Syrian pound drops to record low against US dollar

Syrian pound drops to record low against US dollar
The Syrian pound has hit its record low against the US dollar following incoming US sanctions against the regime and the state's seizure of a business tycoon's assets.
2 min read
05 June, 2020
Syria's national currency has been battered over the past nine years [Getty]

The Syrian pound reached a record low against the US dollar on Thursday, Reuters reported, following fresh US sanctions against the Syrian regime and the state's seizure of assets belonging to business tycoon and President Bashar al-Assad's cousin Rami Makhlouf.

According to Reuters, traders said it cost as much as 2,050 Syrian pounds to buy one dollar on the street on Thursday. After rapid declines this week, the pound closed at 1,900 on Wednesday. A week ago, it fluctuated around 1,500 pounds to the dollar.

Much like war-torn Syria, the country's national currency has been battered over the past nine years. At the start of 2011 - before protests erupted against Assad's rule - the Syrian pound stood steady at a rate of around 50 pounds to the US dollar.

It saw a steady decline before plummeting in mid-October, Reuters reported, as neighbouring Lebanon's financial crisis interrupted a main source of foreign currency inflows. 

According to Reuters, dealers noted a panic selling of pounds sparked over fears of the economic repercussions from new US sanctions that will be implemented this month.

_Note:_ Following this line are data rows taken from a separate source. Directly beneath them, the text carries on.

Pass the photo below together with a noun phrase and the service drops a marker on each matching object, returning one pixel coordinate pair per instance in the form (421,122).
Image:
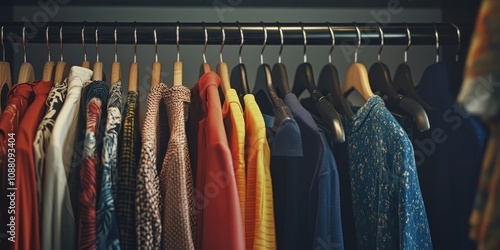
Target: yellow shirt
(259,220)
(234,124)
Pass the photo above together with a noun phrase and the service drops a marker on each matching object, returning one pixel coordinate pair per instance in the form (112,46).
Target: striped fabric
(128,156)
(97,95)
(107,226)
(259,220)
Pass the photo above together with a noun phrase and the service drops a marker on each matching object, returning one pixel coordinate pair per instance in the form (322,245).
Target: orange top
(219,222)
(259,220)
(235,128)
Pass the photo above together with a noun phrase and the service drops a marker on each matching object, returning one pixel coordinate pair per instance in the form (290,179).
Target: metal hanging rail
(194,33)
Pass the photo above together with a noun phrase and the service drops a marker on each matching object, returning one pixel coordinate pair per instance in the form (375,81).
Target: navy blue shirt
(316,186)
(448,158)
(388,208)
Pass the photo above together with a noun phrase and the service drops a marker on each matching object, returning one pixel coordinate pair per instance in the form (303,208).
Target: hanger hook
(135,42)
(61,42)
(436,33)
(282,40)
(241,43)
(3,46)
(177,38)
(47,40)
(382,40)
(83,42)
(459,39)
(408,34)
(97,41)
(156,44)
(304,35)
(358,33)
(206,43)
(223,41)
(333,43)
(24,43)
(264,44)
(115,46)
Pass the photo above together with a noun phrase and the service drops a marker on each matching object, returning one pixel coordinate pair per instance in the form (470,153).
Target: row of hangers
(330,99)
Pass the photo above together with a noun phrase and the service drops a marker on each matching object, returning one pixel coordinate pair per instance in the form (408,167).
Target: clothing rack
(194,33)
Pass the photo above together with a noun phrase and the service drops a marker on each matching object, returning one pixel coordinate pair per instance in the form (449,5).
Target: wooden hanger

The Caesar Syria Civilian Protection Law would penalise foreign companies working with Syrian firms associated with Assad's regime. The law is named after a Syrian military defector who testified before the US government on the regime's torture and execution of civilians.

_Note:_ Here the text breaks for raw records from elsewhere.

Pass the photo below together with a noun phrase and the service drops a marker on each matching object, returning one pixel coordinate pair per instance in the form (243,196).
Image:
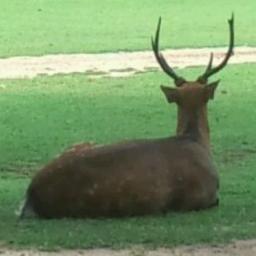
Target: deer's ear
(171,94)
(210,89)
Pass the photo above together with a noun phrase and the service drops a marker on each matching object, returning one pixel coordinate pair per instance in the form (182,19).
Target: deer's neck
(194,123)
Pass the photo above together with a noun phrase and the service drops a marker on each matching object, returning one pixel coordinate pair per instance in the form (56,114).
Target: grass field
(41,117)
(38,27)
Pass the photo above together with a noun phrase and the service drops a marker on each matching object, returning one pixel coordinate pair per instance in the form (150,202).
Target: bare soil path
(239,248)
(125,64)
(114,64)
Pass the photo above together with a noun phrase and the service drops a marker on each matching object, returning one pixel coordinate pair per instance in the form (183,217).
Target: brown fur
(134,178)
(138,177)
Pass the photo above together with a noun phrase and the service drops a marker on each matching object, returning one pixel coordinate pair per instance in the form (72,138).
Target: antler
(209,70)
(161,60)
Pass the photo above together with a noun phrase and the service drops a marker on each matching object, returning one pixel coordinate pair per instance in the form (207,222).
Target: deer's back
(121,180)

Read also: In-depth : Charting the dramatic collapse of Syria's national currency

The state's recent seizure of assets - such as hotels, banks and telecommunications company Syriatel - from the ultra-wealthy Makhlouf also contributed to anxieties over Syria's economic turmoil, Reuters reported.

Investors told Reuters business activity in Syria has been paralysed, with merchants and trading firms reluctant to sell or buy in a market with a daily decline that fluctuates between 5 and 10 percent.

Syria's financial woes also drove up inflation, with Syrians being unable to afford basics such as food and power.

The Syrian conflict is currently in its ninth year.